What is 1945 to 1949?Show answer
The Second World War ended with two decisions that defined the coming era. First, the victorious powers created the United Nations in June 1945, a collective-security institution designed to stop another world war through the Security Council and international law. Its weakness was built in from the start: the five permanent members (the United States, the Soviet Union, Britain, France and China) each held a veto, which meant the UN could be paralysed whenever the superpowers disagreed. Second, the atomic bombings of Hiroshima and Nagasaki in August 1945 opened the nuclear age, giving the rivalry that followed the capacity for total destruction.
What is 1949 to 1989?Show answer
For four decades the order was bipolar: two superpowers, each leading an alliance bloc, competing across every continent without fighting each other directly. The rivalry was exported into proxy conflicts: the Korean War (1950-53), the Cuban Missile Crisis (1962) which brought the world closest to nuclear war, and the Vietnam War, in which the United States was directly involved from 1965 to 1973. Periods of confrontation alternated with periods of detente (1969-79), which produced the SALT arms-control treaties and the Helsinki Accords. The Soviet invasion of Afghanistan in 1979 ended detente, and the early 1980s saw renewed tension before the reforming leadership of Mikhail Gorbachev opened arms-reduction talks with Ronald Reagan from 1985.

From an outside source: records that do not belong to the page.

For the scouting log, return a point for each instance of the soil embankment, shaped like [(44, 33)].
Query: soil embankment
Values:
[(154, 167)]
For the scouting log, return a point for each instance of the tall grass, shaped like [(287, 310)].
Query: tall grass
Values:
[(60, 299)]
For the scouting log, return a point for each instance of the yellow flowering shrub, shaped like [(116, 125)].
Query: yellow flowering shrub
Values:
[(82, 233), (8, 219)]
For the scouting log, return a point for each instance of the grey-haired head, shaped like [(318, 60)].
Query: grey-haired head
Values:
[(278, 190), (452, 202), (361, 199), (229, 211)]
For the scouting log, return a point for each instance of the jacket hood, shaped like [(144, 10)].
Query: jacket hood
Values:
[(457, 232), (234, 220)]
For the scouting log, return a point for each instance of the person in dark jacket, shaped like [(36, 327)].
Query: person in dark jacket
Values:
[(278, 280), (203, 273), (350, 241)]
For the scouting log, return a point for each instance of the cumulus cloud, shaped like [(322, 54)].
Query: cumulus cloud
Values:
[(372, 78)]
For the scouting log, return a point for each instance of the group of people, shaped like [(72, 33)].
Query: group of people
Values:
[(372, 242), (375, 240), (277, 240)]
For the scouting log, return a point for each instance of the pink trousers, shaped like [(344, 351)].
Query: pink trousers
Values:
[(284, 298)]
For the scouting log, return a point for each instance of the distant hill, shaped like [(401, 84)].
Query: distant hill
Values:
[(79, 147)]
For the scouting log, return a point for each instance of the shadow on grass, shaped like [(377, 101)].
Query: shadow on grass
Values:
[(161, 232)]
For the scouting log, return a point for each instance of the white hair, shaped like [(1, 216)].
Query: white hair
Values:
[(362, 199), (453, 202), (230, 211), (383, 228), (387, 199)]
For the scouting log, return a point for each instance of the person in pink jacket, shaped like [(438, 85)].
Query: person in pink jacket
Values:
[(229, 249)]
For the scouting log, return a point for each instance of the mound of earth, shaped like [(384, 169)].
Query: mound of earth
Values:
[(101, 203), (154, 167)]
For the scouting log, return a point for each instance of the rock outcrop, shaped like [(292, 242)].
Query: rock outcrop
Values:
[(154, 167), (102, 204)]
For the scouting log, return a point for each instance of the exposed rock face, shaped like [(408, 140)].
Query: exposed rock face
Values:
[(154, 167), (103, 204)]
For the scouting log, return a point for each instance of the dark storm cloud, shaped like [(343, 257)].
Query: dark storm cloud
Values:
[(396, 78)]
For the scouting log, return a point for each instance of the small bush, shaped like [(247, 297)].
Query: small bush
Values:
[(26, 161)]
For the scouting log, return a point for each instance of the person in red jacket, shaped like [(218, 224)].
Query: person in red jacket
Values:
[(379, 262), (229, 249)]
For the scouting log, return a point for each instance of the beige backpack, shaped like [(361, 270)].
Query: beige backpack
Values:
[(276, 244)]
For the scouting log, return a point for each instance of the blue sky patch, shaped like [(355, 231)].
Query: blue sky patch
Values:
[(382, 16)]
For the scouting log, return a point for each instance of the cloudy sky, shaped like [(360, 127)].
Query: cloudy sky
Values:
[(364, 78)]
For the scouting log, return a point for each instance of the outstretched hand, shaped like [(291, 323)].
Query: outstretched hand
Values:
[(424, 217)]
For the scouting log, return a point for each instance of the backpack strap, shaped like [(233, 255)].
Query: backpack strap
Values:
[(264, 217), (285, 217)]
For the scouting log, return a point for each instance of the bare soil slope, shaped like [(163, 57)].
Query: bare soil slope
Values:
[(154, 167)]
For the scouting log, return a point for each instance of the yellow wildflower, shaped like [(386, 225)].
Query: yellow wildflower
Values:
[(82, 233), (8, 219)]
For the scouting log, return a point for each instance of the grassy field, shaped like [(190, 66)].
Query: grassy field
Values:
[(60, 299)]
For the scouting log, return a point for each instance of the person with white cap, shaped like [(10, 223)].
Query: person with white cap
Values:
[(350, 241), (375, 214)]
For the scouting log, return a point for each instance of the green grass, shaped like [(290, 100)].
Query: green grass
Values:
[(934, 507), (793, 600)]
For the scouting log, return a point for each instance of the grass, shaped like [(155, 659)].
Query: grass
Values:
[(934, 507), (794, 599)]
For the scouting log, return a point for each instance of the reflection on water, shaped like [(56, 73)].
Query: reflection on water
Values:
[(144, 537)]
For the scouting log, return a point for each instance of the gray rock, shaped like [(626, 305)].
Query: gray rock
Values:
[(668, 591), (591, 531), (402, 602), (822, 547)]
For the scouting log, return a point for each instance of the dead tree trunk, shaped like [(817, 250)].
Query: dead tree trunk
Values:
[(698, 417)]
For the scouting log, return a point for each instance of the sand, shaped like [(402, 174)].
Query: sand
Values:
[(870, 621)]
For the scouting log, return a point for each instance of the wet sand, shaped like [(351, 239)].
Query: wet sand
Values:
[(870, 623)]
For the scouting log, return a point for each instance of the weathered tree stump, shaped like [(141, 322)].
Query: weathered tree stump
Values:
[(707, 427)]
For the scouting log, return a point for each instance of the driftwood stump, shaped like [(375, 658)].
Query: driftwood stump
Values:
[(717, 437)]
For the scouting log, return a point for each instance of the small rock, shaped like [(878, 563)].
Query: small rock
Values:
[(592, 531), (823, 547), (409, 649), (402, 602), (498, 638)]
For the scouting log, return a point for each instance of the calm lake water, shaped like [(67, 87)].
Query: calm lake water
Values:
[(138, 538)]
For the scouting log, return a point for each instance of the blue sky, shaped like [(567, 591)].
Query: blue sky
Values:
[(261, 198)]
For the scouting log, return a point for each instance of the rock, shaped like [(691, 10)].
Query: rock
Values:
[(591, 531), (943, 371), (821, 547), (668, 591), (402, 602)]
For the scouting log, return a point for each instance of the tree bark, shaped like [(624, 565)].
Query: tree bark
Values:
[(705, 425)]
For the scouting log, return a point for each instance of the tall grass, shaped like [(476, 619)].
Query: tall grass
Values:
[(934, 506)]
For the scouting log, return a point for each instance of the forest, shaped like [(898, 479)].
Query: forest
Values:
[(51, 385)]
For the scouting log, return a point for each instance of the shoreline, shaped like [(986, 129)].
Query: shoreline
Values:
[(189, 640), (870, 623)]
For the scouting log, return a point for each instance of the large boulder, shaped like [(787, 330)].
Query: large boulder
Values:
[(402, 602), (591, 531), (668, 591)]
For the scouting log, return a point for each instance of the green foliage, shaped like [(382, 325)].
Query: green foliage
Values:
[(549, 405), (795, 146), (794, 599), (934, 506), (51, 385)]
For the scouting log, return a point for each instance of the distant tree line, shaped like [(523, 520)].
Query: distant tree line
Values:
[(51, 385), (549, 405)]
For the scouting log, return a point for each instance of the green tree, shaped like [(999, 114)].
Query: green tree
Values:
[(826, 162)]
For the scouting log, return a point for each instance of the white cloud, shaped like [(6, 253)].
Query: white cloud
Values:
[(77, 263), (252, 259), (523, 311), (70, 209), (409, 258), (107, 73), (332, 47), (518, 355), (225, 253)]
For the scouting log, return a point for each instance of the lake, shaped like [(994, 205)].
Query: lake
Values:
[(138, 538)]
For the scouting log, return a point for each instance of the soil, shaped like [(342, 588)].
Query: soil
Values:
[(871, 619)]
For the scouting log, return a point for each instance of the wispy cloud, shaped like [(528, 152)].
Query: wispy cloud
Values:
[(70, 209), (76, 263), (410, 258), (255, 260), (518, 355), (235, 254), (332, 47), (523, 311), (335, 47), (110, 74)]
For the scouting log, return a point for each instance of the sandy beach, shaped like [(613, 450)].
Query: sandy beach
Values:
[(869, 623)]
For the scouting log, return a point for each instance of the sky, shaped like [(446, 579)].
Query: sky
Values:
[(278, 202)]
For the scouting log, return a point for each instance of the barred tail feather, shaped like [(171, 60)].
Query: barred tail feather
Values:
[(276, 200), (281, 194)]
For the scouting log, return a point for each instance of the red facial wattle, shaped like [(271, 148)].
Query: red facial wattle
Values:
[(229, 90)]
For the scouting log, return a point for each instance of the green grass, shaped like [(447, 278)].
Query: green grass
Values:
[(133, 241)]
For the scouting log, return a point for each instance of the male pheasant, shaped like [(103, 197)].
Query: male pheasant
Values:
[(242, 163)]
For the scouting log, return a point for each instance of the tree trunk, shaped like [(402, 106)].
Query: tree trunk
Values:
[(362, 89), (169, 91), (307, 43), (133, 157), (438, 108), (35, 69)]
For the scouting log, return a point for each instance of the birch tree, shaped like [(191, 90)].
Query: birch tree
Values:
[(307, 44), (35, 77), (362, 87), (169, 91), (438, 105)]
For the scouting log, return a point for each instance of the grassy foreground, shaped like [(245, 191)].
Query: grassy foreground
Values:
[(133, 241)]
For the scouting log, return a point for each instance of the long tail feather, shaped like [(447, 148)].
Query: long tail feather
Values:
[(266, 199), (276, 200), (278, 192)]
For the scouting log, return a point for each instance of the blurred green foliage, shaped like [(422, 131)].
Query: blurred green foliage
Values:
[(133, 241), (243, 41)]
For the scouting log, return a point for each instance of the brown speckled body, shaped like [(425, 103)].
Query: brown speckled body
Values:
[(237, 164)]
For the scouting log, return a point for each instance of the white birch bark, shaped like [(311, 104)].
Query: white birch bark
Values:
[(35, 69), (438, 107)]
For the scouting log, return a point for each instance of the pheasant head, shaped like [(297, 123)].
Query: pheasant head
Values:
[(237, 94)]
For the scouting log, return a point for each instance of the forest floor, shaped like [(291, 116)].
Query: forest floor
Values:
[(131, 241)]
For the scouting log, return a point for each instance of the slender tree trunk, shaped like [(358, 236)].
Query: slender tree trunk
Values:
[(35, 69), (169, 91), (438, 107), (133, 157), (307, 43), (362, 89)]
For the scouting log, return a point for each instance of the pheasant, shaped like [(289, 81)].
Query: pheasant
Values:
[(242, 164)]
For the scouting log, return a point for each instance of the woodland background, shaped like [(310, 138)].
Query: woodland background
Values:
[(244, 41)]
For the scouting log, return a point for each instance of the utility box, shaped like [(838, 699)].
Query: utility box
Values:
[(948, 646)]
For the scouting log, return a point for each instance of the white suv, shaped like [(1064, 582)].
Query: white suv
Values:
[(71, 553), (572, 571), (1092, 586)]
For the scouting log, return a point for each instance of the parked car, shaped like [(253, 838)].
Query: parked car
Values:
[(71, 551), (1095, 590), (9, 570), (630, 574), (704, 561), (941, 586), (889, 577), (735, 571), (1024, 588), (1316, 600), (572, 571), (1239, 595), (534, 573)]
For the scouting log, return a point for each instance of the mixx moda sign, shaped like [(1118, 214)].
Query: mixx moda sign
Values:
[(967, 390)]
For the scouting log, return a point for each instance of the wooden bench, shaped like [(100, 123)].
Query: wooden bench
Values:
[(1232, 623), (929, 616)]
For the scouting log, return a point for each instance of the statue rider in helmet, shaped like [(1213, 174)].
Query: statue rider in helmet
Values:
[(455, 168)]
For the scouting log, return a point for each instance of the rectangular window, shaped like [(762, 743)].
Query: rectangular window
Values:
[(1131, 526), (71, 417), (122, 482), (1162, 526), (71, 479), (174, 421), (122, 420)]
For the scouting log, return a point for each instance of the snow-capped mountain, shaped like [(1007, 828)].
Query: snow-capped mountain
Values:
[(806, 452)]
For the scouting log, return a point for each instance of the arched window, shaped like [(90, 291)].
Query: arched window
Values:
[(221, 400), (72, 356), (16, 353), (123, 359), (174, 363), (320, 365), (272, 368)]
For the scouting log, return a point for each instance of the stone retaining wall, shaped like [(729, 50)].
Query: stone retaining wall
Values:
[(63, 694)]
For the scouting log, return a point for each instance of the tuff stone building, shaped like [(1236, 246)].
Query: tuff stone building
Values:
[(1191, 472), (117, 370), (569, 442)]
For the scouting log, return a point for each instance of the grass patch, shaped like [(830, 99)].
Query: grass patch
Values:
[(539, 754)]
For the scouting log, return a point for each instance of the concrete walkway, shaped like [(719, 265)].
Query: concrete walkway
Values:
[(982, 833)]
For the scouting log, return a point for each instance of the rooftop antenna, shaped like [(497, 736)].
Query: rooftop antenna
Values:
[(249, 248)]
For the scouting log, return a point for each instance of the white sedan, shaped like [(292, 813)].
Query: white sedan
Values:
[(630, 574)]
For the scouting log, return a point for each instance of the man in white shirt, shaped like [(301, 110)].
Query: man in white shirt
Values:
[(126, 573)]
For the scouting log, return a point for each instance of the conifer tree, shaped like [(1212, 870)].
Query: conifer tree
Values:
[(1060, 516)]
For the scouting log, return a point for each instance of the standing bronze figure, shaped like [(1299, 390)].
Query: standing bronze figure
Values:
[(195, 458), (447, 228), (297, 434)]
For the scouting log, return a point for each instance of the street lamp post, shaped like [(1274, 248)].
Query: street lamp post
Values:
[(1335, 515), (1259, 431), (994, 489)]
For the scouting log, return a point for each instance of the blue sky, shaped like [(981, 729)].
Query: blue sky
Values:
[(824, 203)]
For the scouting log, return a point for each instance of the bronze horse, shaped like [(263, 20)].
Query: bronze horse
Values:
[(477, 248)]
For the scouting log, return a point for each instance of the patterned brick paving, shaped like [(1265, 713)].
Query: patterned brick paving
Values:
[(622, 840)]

What is 1989 to 1991?Show answer
The bipolar order collapsed with remarkable speed. The revolutions of 1989 swept communist governments from power across Eastern Europe, symbolised by the fall of the Berlin Wall on 9 November 1989. Germany reunified in 1990, and the Soviet Union itself dissolved on 25 December 1991. The defining structure of the postwar world, the contest between two superpowers, simply ended.
What is 1991 to 2001?Show answer
The collapse of the USSR left the United States as the sole superpower. This unipolar moment saw the rapid spread of US-led globalisation through new institutions and agreements such as NAFTA (1994) and the World Trade Organization (1995), and the expansion of the European Union. Yet the decade also exposed the limits of a single power: the Gulf War (1990-91) showed US military dominance, but the Rwandan genocide (1994) and the Yugoslav wars (1991-2001) showed that no power could or would police every conflict.
What is 2001 to 2010?Show answer
The September 11, 2001 attacks on the United States reoriented the order around terrorism and security. The US-led invasions of Afghanistan (2001) and Iraq (2003) committed Western powers to long, costly wars, while the Global Financial Crisis of 2007-08 damaged confidence in the Western economic model and accelerated the relative rise of China.
What is decolonisation across the whole period?Show answer
Running underneath these phases was decolonisation, the dismantling of the European empires. India and Pakistan became independent in 1947, Ghana in 1957, and 1960 was the Year of Africa, when seventeen colonies gained independence. By the mid-1960s most of Africa was independent. Many new states sought non-alignment, refusing to join either Cold War bloc, which reshaped the order by adding dozens of new actors to world affairs.